Ткнула смычком в мою сторону: оранжевая кофточка рельефно облепила грудь Сальвинии. Пахло паркетным воском и благородным персидским ковром, от этих запахов, едва я тут появлялся, кололо под ложечкой, однако на этот раз не захотелось зарыться носом в шершавый аромат. Колесо счастья вращалось не здесь.

— Прощальный визит, дорогая. Исчезаю!

— Куда же, милый? — Печально-равнодушный голос не скрыл ее встревоженности.

— Исчезаю, чтобы возродиться из пепла. Как феникс.

— О такой жертве мы не договаривались. Пепел мне ни к чему. Если скучно… можно было бы видеться и почаще, пока не обменяемся колечками.

— Брр… Это обязательно?

— Они жаждут этого, милый. — Смычок поплыл в направлении старинного виолончельного футляра, словно там притаились Мейрунасы. — Всему свое время…

— Время для меня больше не существует.

— Говоришь так, будто стоишь по ту сторону.

А я и вправду по ту сторону!

— Прекрасно. — Она рассердилась. — И все же тебя ждет берег.

— И с Владой пока не запрещается?..

Смычок рубанул по виолончели, как хлеборезный нож.

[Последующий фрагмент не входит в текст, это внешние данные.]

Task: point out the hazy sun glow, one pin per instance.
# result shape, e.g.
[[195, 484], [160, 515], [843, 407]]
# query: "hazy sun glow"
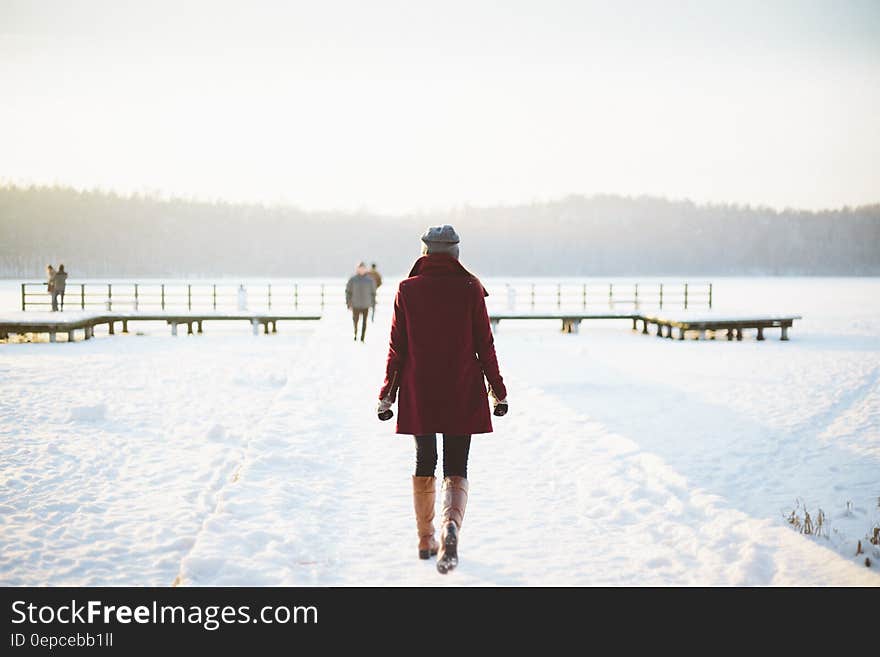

— С кем угодно, только не с ней.

У родителей такое же мнение? — Приблизившись, я принюхался к невиданному футляру. Серебро и перламутр. И откуда только выкапывает подобное ее папаша? Еще усерднее ткет ему золотую нить отвратительная жаба? Уже не дома, чтобы не портить его запахов, а в адвокатской коллегии, где он председательствует.

— Влада донашивала мои старые пальто, стоптанные туфли… Конечно, пока была маленькой. Наши матери — подруги юности. — Сальвиния поводила пальцем по орнаменту футляра. — Я не осмелилась сказать маме, что эта девица собирается рожать.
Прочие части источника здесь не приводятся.